São Paulo, segunda-feira, 22 de abril de 2002

Texto Anterior | Próximo Texto | Índice

Nativos do Havaí mudaram de idéia ao ver os veleiros do capitão inglês sucumbirem à tempestade

Cook passou de deus a diabo em meses

DO ENVIADO ESPECIAL AO HAVAÍ

Nascido em 1728 em Yorkshire, James Cook aprendeu a navegar em Whitby, numa costa traiçoeira onde o rio Esk encontra o mar do Norte. Curtido na adversidade da água rasa e do fundo pedregoso da foz do rio, Cook se lançou pelo mar cinzento que rodeia as ilhas britânicas para se tornar o navegador que inaugurou a era das viagens científicas.
Já capitão, velejou em águas pouco profundas do hemisfério Sul, bordejando a Antártida e descobrindo o que de importante faltava encontrar na época: a Austrália e o Havaí, a maior porção de terra da Polinésia e o único arquipélago importante que, na região, fica ao norte do Equador.
Suas expedições pela Polinésia tiveram início a pretexto de observar o trânsito do planeta Vênus, mas Cook acabou por desvelar minuciosamente o contorno desse conjunto infinito de ilhas cobiçadas pelo Reino Unido e pelas grandes potências da época.
Se o propósito das viagens era mapear terras e estudar a fauna e a flora, Cook acabou redefinindo as rotas comerciais marítimas.
Quando chegou ao Rio em novembro de 1768, sua esquadra foi recebida com hostilidade. O capitão, que tinha 40 anos e era famoso em todo o mundo, admirou-se com o Pão de Açúcar e anotou em seu diário que o cenário era "imensamente alto". A tripulação foi impedida de desembarcar no Rio, pois as autoridades desconfiaram da veracidade de sua missão (a observação de um planeta).
Essa primeira viagem prosseguiu rumo ao cabo Horn, explorou o Taiti, as ilhas Sociedade e descobriu a Nova Zelândia. Numa outra viagem, iniciada em 1772, Cook navegou muito próximo à Antártida e explorou a Melanésia e a Tasmânia.
Relatos confiabilíssimos de sua equipe, que incluía oficiais versados em cartografia, botânica e zoologia, dão conta de que Cook, ao descobrir o Havaí, foi recepcionado pela maior festa jamais presenciada por um europeu.
Todas as canoas de Kauai, cobertas de flores e frutas, foram ao mar em 18 de março de 1778. Místicos isolados do mundo, os nativos havaianos enxergaram nos navios britânicos uma floresta-cidade que navegava e concluíram que James Cook era um deus.
A expedição partiu, para voltar ao Havaí meses depois.
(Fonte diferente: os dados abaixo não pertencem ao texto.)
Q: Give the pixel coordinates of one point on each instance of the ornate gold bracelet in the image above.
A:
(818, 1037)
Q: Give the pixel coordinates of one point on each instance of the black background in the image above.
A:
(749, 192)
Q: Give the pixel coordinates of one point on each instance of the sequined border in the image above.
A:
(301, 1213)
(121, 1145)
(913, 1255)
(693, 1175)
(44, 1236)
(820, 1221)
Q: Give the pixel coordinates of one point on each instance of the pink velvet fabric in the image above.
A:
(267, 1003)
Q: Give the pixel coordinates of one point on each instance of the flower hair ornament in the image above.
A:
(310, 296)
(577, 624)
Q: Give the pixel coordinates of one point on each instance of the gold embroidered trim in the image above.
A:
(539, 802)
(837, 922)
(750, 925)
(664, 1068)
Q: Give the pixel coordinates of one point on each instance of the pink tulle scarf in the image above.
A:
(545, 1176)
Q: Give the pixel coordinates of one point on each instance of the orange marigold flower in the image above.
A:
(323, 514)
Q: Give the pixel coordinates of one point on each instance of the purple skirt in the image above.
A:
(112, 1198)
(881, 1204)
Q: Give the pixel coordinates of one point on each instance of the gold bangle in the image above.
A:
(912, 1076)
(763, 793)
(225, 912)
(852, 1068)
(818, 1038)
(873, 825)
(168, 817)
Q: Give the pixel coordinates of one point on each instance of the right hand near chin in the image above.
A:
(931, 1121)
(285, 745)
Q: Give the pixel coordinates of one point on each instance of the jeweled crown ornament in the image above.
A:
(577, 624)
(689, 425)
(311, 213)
A ilha de Maui foi avistada no dia 26 de novembro e, no dia 30, chefes nativos foram convidados para subir a bordo do navio Resolution.
No início de 1779, Cook decidiu navegar até a baía de Kealakekua, mas foi colhido por uma tempestade violenta, movida pela fúria das ondas havaianas. A expedição retornou e os nativos se deram conta da vulnerabilidade nada divina dos veleiros britânicos.
No dia 14 de fevereiro, após ver seus barcos depenados por nativos, que desconheciam instrumentos metálicos, o capitão ordenou o sequestro do rei nativo.
Desembarcou e, sem muita cerimônia, foi brutalmente assassinado pelos nativos. A carne do corpo foi removida dos ossos e o que restou do capitão, basicamente suas mãos, foram devolvidas sobre um manto de plumas brancas em 15 de fevereiro.
Nos dias seguintes, oficiais ingleses atearam fogo a cabanas, explodindo o que viam pela frente.
As mãos de Cook foram enterradas no dia 22 de fevereiro, na baía de Kealakekua -e, como numa explosão de fúria, o Havaí entrou, definitivamente, na era da modernidade. (SILVIO CIOFFI)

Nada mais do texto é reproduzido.